Why integrate AlgoSec with Cisco ACI?
- Automate for scale – Extend ACI’s policy-based automation to all security devices across the enterprise, including multi-cloud and on-premises environments.
- Reduce the attack surface – Enhance visibility into the security posture of the ACI fabric and across multiple on-premises, multi-cloud, and multi-vendor instances
- Security and compliance – Get risk and compliance analysis for Cisco ACI contracts alongside firewall security policies
- Application-centric security management – Map application connectivity to ACI contracts and EPGs, as well as in-fabric firewall policies
- Troubleshoot data center connectivity challenges using advanced network traffic simulation
Application-centric connectivity mapping
AlgoSec natively provides visibility into Cisco ACI network topology, while tying the ACI fabric into the rest of the data center. This provides a complete network topology map for your entire hybrid network.

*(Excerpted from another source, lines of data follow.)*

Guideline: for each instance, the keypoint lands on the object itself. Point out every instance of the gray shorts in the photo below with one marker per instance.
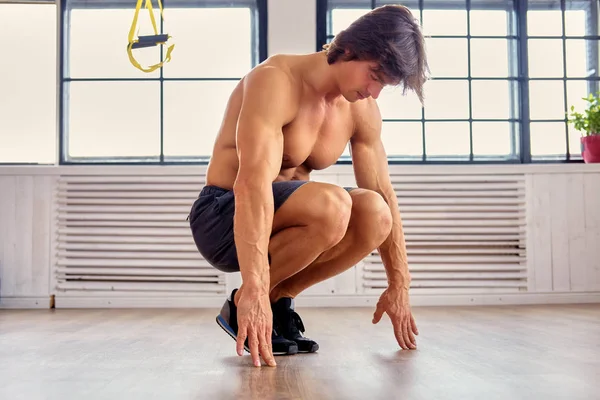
(211, 222)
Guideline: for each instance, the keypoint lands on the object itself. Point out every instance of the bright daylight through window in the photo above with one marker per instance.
(480, 104)
(28, 128)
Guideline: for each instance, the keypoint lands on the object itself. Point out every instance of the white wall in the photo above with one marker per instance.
(563, 217)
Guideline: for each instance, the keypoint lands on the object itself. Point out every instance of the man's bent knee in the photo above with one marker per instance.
(323, 206)
(372, 216)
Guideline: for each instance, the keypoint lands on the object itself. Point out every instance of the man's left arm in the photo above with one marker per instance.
(370, 164)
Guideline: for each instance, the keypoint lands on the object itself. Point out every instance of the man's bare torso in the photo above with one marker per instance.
(315, 138)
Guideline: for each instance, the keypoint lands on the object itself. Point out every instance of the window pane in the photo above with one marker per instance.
(341, 18)
(489, 23)
(114, 119)
(447, 99)
(574, 142)
(545, 58)
(28, 83)
(394, 105)
(97, 44)
(579, 64)
(193, 113)
(489, 58)
(403, 138)
(544, 22)
(548, 139)
(575, 21)
(447, 57)
(195, 30)
(447, 139)
(491, 99)
(492, 139)
(445, 22)
(546, 100)
(576, 91)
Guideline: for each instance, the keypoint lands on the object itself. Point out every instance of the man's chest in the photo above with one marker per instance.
(316, 138)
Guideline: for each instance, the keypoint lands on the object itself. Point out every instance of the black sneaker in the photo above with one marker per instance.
(227, 319)
(291, 326)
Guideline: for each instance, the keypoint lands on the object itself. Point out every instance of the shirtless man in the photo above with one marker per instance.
(260, 214)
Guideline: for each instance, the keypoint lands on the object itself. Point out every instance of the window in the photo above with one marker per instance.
(563, 68)
(28, 83)
(115, 113)
(481, 105)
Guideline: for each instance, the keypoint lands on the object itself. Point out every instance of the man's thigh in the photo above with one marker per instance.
(308, 203)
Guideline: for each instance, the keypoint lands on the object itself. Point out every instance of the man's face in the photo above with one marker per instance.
(360, 80)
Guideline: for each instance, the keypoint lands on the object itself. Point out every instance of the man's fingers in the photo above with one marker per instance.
(409, 339)
(241, 338)
(378, 313)
(413, 325)
(253, 344)
(399, 337)
(267, 350)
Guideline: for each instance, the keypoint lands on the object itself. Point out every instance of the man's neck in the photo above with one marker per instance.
(321, 76)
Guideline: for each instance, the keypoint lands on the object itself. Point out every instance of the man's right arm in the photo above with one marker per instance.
(268, 104)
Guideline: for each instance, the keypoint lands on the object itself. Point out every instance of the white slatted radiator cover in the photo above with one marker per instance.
(464, 234)
(128, 235)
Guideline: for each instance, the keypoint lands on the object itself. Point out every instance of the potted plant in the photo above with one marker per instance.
(588, 124)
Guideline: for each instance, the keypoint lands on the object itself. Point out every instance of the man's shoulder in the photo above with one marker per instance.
(366, 117)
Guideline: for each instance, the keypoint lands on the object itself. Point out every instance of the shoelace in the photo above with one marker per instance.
(295, 323)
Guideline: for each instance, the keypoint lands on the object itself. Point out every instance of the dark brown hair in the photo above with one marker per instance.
(390, 35)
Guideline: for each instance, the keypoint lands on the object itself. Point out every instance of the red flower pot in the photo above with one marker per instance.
(590, 148)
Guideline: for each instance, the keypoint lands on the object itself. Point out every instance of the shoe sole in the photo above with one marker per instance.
(225, 326)
(313, 349)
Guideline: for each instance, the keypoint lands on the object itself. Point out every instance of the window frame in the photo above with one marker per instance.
(259, 43)
(522, 119)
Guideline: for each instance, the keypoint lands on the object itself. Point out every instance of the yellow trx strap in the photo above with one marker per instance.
(147, 41)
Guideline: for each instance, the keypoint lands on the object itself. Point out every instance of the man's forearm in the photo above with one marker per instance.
(393, 249)
(253, 221)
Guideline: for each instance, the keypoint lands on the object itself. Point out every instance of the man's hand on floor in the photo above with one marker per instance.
(394, 301)
(255, 322)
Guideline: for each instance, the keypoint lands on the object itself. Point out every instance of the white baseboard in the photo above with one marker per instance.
(155, 301)
(24, 302)
(333, 301)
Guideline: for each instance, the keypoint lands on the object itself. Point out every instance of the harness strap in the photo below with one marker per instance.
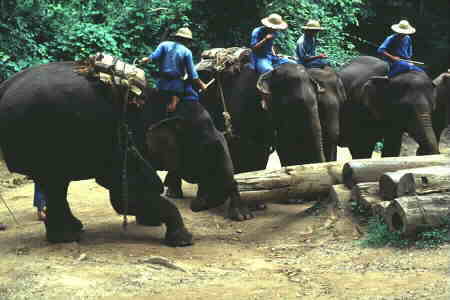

In addition, you can connect your network to the applications and their associated traffic flows. With Cisco ACI alone, applications are not connected to items outside of the ACI fabric or associated with all of the business applications on devices.
By integrating Cisco ACI with the AlgoSec Security Management Solution, your organization is also able to connect network and business applications for items within and also outside of the ACI fabric. As a result, you can map application connectivity to ACI contracts and EPGs, as well as in-fabric firewall policies.
Risk management
Integrating the AlgoSec Security Management Solution with Cisco ACI enables to manage risk both within Cisco ACI and over your entire network, including identifying already existing risky security policies and flagging risk when creating new policies.
AlgoSec helps identify risky rules for your entire network. In order to minimize outages, AlgoSec users can assess the impact of network changes on application availability. Risk and vulnerabilities can also be identified from the business application perspective. Potential changes can be recommended to the application policies in the ACI fabric. As a result, your application, security, and network teams are aligned.
Proactive regulatory compliance
By integrating Cisco ACI with AlgoSec, you can gain a complete picture of both items within the ACI fabric to meet compliance requirements, as well as items outside the fabric.
AlgoSec generates automatic audit-ready compliance reports on each Cisco ACI tenant for major regulations, flags issues upon changes, uncovers gaps, and even remediates problems throughout your entire network, ensuring a state of continuous compliance and even provides insights into your entire network’s compliance state.
Intelligent automation
Cisco ACI provides automation for workflows and policies within the ACI fabric. But by integrating with AlgoSec, you can automate both inside and outside of the ACI fabric, including service graphs that control firewalls within the fabric.
AlgoSec’s intelligent automation workflow enables automated deployment of contracts, EPGs, and filters on Cisco ACI. This allows clients to use a single process to deploy security policy across not only the Cisco ACI fabric, but rather across the entire hybrid, multi-vendor data center.